There are both impactful, powerful and audible coltraines in this album. The bright red board is funky, and I think it would be a bit nice to take it out in public, but there was no problem with the content at all. Static electricity, which is common with weight boards, is also low, so you can drop needles with confidence. It seems that Miles is blue and Satchmo is yellow.

Anonymous said...

I was perfectly happy with capitalism back in the 70’s and 80’s. I literally knew of only one neo-Marxian bullshiter.
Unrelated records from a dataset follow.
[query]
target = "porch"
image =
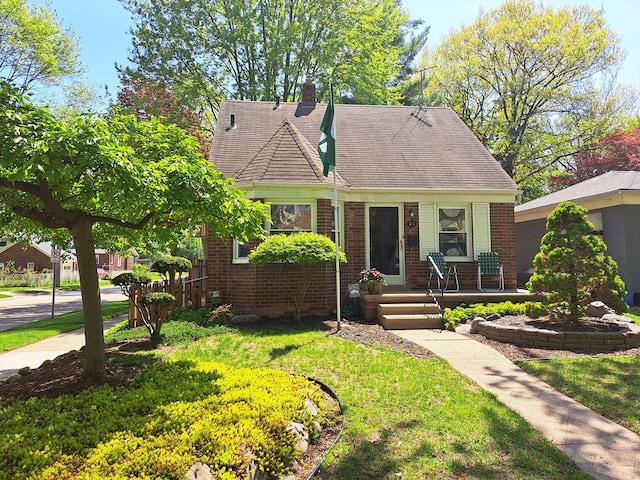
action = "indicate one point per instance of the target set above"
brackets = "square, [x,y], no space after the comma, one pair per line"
[401,308]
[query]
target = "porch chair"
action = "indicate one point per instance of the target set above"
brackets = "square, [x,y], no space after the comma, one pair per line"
[489,266]
[446,270]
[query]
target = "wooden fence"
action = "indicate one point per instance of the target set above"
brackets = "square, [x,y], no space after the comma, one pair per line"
[190,295]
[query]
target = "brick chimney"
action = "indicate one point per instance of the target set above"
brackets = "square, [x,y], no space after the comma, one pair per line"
[309,92]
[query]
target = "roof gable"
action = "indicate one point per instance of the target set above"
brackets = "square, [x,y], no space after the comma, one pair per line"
[285,152]
[379,147]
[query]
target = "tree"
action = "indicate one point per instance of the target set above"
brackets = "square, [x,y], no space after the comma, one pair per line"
[533,83]
[572,266]
[619,151]
[302,250]
[143,98]
[263,50]
[33,46]
[114,181]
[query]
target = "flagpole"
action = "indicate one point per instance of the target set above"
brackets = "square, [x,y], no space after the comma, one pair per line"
[336,220]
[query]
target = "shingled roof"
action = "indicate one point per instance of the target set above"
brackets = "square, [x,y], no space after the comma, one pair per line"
[605,184]
[383,147]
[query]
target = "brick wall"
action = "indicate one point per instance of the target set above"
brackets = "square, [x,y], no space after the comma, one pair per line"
[265,290]
[22,257]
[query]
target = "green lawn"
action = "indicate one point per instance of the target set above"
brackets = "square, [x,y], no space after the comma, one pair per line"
[48,327]
[405,417]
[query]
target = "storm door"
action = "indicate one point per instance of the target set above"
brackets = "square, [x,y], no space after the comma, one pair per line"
[384,245]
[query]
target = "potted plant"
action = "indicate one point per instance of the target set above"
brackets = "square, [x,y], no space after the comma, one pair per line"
[372,279]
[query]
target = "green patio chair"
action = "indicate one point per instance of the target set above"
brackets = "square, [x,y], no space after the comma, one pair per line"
[489,266]
[446,270]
And he was of the milquetoast YSA Scandinavian-style mixed-economy flavor, the farthest left guy I could find back then.

But of late, with all the offshored Chinese, the inboard Mexicans, AI thinkers, robotic automation doers, and damn near every other invention which our free-range plutocrats are using to turn our once fertile economic ground to dust, not to mention all the corporate consolidation, monopolies and trusts, hedge fund managers buying up single family homes, tax dodging, DC lobbyists buying up all the Senators and Reps, wicked high costs of education and health care, on and on and on… I’m suddenly finding neo-Marxian bullshitters all over the damned place, as well as Christo-fascists big into worshipping big fat bullshitters.
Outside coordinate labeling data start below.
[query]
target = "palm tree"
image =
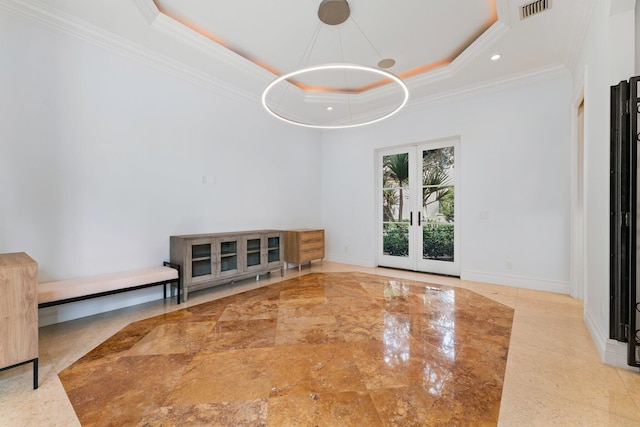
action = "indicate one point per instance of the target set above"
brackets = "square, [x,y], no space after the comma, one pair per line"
[435,180]
[397,169]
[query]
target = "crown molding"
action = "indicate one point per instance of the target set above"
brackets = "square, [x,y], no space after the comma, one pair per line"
[486,40]
[498,85]
[49,17]
[195,40]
Should I be at a loss to understand why?

Anonymous said...

And another thing.

If you think Oriental Jazzman is amusing in a harmless and silly way, just you wait. He’s a learning bot. I say it’ll be a matter of time before he learns enough to be able to take over this blog. And with disastrous results.

Oriental Jazzman said...

Sony Rollins masterpieces are concentrated in the 1950s, and few will argue that saxophone Corosus and Weayout West are masterpieces. Listening to Sony Rollins is high tension and lack of relaxation. When I listen to the Contemporary Riders, I feel like I'm a little jogging at the Efoundaun New Baby and I'm not nervous enough.

Among the three masterpieces mentioned above, I think that the balance between tension and relaxation is very good. What to say is that this member actually plays a fashionable play. I don't think the beauty of this album is very much to hope for Coltrane, a master master of tenor.